Een bloeiende twijg.
Het was uw droom
van het begin
om toevertrouwd en kwetsbaar
onder ons te wonen.
Laat ook vandaag
een ster, een woord
ons brengen bij wat is:
uw ongekend gezicht
geborgen
in de ogen van de ander. Amen.
Inleiding
Het feest van de Openbaring, dat voor ons gekoppeld wordt aan het
bezoek van de wijzen uit het Oosten, is in werkelijkheid ouder dan
het feest van Kerstmis. Het ontstond in de 2e of 3e eeuw, terwijl
Kerstmis dat op winterzonnewende valt, pas vanaf de 4e eeuw gevierd
werd.
Aanvankelijk ging de aandacht dus vooral naar Jezus opmerkelijk
verschijnen in de wereld. En dat is niet als pasgeboren kind, maar
op volwassen leeftijd, met zijn doop door Johannes de Doper. Daar
begint zijn spreken. Daar wordt Hij ook, in een soort goddelijke
openbaring of Epifanie, Gods veelgeliefde zoon genoemd.
Voor de kerken van de oosterse ritussen heeft de Epifanie tot nu
toe die betekenis behouden. Voor het Westen was dat anders. Naast
de Doop van Jezus, werden door Rome aan de Epifanie nog 2 andere
verschijningsmomenten toegevoegd. De Aanbidding der Wijzen en de
Bruiloft van Kana.
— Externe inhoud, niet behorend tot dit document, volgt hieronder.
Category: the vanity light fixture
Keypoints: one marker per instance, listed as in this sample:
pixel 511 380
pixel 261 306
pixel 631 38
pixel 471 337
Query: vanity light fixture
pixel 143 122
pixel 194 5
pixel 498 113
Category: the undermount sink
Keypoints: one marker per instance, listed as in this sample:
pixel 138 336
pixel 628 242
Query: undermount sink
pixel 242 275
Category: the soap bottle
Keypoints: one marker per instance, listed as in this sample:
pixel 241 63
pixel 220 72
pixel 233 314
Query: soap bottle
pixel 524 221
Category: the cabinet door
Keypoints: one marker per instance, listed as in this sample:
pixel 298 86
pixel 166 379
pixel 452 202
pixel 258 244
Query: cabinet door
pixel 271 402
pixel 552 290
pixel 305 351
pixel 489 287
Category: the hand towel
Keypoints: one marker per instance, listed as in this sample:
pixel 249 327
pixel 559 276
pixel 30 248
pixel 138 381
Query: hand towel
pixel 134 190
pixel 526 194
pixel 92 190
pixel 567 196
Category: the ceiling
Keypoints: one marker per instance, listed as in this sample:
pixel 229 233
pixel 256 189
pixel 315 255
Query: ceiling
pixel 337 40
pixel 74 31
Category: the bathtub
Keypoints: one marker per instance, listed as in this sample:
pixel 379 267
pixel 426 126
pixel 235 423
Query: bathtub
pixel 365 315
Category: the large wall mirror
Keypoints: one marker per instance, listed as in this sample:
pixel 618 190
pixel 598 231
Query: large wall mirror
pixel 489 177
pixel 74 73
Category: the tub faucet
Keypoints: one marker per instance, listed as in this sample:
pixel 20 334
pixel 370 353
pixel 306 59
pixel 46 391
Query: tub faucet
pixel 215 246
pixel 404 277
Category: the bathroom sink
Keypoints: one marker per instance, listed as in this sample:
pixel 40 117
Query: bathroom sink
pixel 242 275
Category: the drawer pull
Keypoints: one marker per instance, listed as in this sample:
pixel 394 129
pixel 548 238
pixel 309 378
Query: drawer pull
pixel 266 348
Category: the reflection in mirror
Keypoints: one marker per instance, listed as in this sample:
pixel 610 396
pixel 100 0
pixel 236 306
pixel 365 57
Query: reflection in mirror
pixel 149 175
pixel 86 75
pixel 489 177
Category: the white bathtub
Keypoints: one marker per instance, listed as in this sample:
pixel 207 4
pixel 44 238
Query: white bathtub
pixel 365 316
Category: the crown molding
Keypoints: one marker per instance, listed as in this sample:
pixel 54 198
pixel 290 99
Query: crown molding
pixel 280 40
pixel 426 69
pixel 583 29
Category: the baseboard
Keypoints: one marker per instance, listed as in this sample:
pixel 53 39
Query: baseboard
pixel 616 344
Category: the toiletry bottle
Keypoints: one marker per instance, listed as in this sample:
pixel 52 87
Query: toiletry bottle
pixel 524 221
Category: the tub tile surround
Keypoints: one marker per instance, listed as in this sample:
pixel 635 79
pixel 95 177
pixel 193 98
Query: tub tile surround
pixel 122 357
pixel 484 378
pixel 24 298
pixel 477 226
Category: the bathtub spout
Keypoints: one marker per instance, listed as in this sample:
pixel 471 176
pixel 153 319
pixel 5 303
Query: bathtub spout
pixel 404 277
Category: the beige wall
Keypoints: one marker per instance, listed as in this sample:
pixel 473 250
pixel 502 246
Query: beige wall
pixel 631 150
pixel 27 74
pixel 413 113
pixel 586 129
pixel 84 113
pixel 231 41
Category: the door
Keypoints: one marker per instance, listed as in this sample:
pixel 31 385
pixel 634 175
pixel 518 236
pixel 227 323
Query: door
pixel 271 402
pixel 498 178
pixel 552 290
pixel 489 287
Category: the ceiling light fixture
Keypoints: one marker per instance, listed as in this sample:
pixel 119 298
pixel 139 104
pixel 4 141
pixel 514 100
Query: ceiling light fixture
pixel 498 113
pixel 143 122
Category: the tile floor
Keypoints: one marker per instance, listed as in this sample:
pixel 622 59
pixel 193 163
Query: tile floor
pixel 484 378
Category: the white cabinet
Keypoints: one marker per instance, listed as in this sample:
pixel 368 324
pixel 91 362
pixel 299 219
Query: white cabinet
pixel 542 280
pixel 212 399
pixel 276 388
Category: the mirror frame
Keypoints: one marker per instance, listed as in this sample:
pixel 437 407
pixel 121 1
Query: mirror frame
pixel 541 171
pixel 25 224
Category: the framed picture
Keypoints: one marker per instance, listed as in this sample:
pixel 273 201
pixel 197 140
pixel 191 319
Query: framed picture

Zo zag men drie sterke momenten, waarbij Jezus
leven onder mensen de betekenis krijgt van een goddelijk verschijnen.
In het bezoek van de wijzen uit het Oosten herkent de Kerk de vervulling
van Jesajas profetie: Sta op en schitter, je licht is
gekomen. Jesaja spreekt over een nieuw Jeruzalem. En Jezus
woorden zullen deze profetie doortrekken. Het licht zal schijnen
voor alle volkeren.
Bij de doop van Jezus, het tweede verschijningsmoment, wordt zijn
bestemming onthuld. Bezield als hij is door de Geest, wordt Hij
Gods gezalfde genoemd. Hij is degene die mensen de ogen zal openen
voor hun goddelijke bestemming.
En in het wijnwonder van Kana, stelt Jezus een teken waarmee Hij
het aardse verbindt met het hemelse. Wijn symboliseert het hemelse;
water behoort tot de aardse werkelijkheid. Maar Jezus handelen
wijst op een hemelse vervulling en op de vergoddelijking van het
aardse.
Of het nu over één of meerdere verschijningsmomenten
gaat, Epifanie wijst op een plotse ervaring die als een dagend licht
tot inzicht brengt. En op die manier is dit Openbaringsfeest evenzeer
als Kerstmis het feest van het licht, dat onze ogen opent voor een
goddelijke werkelijkheid.
Toen ik zonder enige toelichting aan mijn dochter vroeg, wat voor
haar Epifanie betekent, antwoordde ze: Dat is voor mij een
alleluia-moment.
De woorden van de profeet Jesaja beschrijven inderdaad zon
alleluia-moment, omwille van het licht dat schijnt, voorbij al het
blinde zoeken en alle geleden leed. Het licht waaruit de hoop geboren
wordt.
Eerste lezing: Jes. 60, 1-6
Lied: In den beginne was het
woord, nr. 268
Evangelielezing: Mt. 2, 1-12
Duiding
Je kan je de vraag stellen, waar en hoe het goddelijke zich vandaag
manifesteert. Kan het nog zichtbaar worden in het leven van de hedendaagse,
machtige en zelfredzame mens? Is Gods verschijnen iets dat op een
onverklaarbare wijze aan mensen gebeurt, zoals het woord Epifanie
een beetje zegt? Of zitten we er zelf ook voor iets tussen?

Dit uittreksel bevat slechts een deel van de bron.